It follows, as the night the day that, just as savvy movie studios release Christmas movies around Christmas time, for Valentine’s Day they will choose to release . . . Fifty Shades of Grey.
And yet of course it doesn’t follow, it shouldn’t follow. This weekend of all weekends, no matter what goes on behind closed doors after flowers and chocolates have been received and candlelit dinners consumed, is dedicated to romance rather than randiness or (in the case of 50 Shades) the wedding of the chick flick with pornography.
For this book-turned-movie is no romance. In standard examples of the genre, the hero may, like the “hero” of 50 Shades, begin by describing himself as not “a hearts and flowers kind of guy.” But that changes as you turn the pages. (Note: I rely on Wikipedia and online movie sources for the plot and movie release information.)
For those of you who, understandably, have mentally zoned out whenever the topic of 50 Shades has been raised in your presence, the book is a have-your-cake-and-eat-it-too prurient dance around the world of bondage and dominance/sadomasochism. Anna, the heroine, meets and is strongly attracted to what at first sight may seem the standard pulp romance hero: handsome, rich, mysterious.

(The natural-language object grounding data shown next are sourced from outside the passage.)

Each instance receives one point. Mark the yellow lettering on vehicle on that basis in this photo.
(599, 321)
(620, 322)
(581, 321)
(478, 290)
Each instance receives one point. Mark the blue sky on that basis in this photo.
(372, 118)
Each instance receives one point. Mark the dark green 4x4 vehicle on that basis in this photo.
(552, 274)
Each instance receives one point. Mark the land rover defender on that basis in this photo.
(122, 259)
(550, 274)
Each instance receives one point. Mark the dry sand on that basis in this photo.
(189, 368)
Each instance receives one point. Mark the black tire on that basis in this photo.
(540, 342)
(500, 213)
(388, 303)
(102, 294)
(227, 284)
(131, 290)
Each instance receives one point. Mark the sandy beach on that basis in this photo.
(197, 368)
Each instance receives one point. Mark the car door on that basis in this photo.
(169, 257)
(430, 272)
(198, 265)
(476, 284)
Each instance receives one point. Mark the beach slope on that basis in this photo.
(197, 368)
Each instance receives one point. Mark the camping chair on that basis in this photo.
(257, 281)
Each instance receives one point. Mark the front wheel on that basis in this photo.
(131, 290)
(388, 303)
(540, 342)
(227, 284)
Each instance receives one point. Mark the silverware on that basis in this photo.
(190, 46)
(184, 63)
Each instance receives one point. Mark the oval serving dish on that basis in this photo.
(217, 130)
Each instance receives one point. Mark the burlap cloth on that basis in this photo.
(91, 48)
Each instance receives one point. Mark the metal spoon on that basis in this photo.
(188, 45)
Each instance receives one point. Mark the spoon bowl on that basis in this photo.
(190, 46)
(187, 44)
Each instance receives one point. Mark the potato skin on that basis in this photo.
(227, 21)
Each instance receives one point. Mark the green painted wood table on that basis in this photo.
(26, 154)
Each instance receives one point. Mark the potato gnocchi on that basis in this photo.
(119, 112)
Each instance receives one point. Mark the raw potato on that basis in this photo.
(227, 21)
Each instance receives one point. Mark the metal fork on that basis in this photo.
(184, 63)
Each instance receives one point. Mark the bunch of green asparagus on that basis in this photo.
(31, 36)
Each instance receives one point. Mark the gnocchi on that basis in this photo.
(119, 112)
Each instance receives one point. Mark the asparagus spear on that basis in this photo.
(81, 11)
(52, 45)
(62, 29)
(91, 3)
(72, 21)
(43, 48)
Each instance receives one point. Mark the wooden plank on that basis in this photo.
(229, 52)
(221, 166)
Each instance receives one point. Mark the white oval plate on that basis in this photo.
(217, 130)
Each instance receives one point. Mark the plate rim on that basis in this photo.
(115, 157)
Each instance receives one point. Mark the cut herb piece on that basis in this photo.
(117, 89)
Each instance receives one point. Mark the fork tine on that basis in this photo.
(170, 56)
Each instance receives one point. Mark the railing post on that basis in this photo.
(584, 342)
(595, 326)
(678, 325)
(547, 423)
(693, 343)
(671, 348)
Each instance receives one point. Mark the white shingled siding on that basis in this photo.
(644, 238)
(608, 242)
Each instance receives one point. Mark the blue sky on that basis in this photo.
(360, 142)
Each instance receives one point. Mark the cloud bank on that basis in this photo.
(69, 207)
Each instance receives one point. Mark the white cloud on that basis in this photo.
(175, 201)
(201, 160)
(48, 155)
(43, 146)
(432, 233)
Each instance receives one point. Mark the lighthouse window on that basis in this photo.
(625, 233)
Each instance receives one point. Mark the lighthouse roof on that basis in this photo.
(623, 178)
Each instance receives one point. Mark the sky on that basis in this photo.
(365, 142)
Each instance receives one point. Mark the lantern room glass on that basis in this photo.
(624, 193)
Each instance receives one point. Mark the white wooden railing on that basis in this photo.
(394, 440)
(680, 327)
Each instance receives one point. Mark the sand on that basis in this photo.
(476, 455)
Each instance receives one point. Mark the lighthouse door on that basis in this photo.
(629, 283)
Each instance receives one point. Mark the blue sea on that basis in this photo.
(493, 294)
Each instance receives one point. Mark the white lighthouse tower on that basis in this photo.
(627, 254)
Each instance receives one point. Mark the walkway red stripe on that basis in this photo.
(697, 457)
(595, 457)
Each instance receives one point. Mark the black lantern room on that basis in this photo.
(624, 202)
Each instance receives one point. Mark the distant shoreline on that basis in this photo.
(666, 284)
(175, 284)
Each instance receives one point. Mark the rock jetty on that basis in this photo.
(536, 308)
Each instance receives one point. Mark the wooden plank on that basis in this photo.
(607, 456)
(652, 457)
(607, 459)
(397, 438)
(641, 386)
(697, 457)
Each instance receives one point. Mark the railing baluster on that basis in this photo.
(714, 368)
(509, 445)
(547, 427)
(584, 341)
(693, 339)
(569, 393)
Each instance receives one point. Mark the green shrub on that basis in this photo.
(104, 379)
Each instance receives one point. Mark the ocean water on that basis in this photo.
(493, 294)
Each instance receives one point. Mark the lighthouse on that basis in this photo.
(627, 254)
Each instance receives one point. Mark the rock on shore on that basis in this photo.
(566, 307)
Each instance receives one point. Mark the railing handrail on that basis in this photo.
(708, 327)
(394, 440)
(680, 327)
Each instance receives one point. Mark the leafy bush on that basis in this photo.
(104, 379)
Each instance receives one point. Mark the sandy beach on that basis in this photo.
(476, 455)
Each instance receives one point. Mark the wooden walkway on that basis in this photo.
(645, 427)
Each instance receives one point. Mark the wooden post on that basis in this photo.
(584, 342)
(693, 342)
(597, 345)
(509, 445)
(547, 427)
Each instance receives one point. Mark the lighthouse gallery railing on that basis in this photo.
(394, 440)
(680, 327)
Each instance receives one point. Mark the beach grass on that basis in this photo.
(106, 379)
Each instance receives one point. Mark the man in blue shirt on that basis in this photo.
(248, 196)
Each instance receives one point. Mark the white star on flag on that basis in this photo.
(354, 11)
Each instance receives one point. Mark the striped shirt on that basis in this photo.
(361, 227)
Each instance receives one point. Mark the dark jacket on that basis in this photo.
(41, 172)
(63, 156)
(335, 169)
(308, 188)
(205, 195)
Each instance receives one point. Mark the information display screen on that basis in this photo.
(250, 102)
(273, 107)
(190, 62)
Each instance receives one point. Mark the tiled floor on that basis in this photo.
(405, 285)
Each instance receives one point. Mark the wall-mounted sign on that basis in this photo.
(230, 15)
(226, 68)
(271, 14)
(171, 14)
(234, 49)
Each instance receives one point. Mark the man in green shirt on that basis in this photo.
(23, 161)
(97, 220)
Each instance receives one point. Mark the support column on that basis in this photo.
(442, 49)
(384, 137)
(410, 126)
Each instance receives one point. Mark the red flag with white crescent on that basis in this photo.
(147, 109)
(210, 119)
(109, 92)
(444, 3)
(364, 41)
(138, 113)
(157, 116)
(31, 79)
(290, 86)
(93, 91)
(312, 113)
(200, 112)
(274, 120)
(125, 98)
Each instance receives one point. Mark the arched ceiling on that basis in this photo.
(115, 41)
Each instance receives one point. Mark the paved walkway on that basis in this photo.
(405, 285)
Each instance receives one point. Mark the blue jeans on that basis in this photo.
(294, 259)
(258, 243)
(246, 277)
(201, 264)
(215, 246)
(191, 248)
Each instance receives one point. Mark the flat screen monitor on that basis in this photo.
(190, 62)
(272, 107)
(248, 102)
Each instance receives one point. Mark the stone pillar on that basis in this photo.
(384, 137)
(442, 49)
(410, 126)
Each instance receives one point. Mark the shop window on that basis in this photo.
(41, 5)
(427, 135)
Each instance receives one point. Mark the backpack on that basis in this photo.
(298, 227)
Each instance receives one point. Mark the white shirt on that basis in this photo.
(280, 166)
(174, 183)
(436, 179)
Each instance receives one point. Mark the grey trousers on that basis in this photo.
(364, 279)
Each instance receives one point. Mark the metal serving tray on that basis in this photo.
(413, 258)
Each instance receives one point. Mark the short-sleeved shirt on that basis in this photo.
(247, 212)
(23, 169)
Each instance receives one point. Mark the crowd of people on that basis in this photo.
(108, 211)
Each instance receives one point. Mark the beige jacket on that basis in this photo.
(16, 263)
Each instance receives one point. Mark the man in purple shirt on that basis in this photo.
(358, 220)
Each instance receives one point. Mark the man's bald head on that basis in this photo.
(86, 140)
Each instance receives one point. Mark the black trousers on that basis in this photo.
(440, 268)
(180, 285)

The mysterious part becomes clearer when she learns about his sexual preferences, but their differing tastes create a barrier, whose limits Anna eventually chooses to test. After which she realizes that their relationship isn’t going to work. From what I can tell from discussions of the book, the effect seems to be something like Danielle Steel superimposed on the Marquis de Sade.
Given the deep degradation of our culture, this kind of thing might not raise unusual alarm bells. After all, much more perverse novels have been written and movies produced. In addition, we are all aware that online porn seduces and enslaves millions of users in the United States alone.
The point, however, is not that 50 Shades blazes a new trail in the frontier of hardcore pornography, but that it constructs a nice, seemingly safe superhighway for comfortably motoring through this lurid landscape. It marks the mainstreaming-through-prettification of sick and sinful heterosexual relationships (as we have seen, less graphically, the mainstreaming-through-prettification of sick and objectively sinful homosexual relationships in the major media for a number of years now).
And by mainstreaming this particular kind of deviance, it also marks another low point (haven’t we reached the bottom of this particular Stairway to Hell yet?) in our society’s attack on childhood innocence.
On the one hand, it is hard now not to feel that maybe new lows don’t matter anymore – not because our children’s right to innocence does not matter, but because the words and images that are broadcast and streamed around and about them are already so graphic, so exploitative, so self-idolizing, so tolerant of the perverse, and so deadening to the natural human desire for lifelong, vow-enclosed, fruitful, and self-giving love – in short, so sick – that it is hard to see how an ad for Fifty Shades can make things worse.
Still, it makes me shudder even to contemplate a conversation that might begin with the query, “Mommy, what is 50 Shades of Grey about?”
General exposure to deepening levels of sexually explicit and perverse material has also been tracking with increasing tolerance for another category of explicit and conscience-numbing material: the depiction of violence in action movies, TV shows, and video games. Of particular concern are the increasingly gory depictions of torture, often defended in the name of “realism.” They share similarities with pornography in the need to keep amping up the voltage for the same effect.
I recall St. Augustine’s story of his friend in the late Roman Empire, addicted to the bloodlust aroused by watching the gladiatorial contests. In its time, that too was a “respectable” addiction one could enjoy in public beside crowds of fellow spectators. Respectability, however, did not prevent the Coliseum games from debasing the spectators and dehumanizing those in the arena.
Formulating an effective response, to any or all examples of the very polluted tide that threatens eventually to submerge us, can seem impossible. Moral and religious outliers in our culture are already regarded as dinosaurs to be ignored or figures of mockery to be laughed into irrelevance.
How do we even begin to conjure up a saner and less sick world for young people to contemplate, a world in which men and women are strongly attracted to one another, yes, but also willing to respect one another and themselves, acknowledge God’s purposes, honor lifelong commitments, veil off the realm of the intimate and the private, rejoice in the fruitfulness of the human body?
One avenue for conveying this vision is Anthony Esolen’s recent book Defending Marriage, which vividly portrays the objective reality of the Good, the True, and the Beautiful in marriage and family life.
50 Shades of Grey? Actually, when it comes to the ways in which challenges to the Good, the True, and the Beautiful come at us nowadays, “their name is Legion.” Lent comes not a moment too soon this year: Time for a little sackcloth and ashes on behalf of our mortally sinful and muddleheaded culture.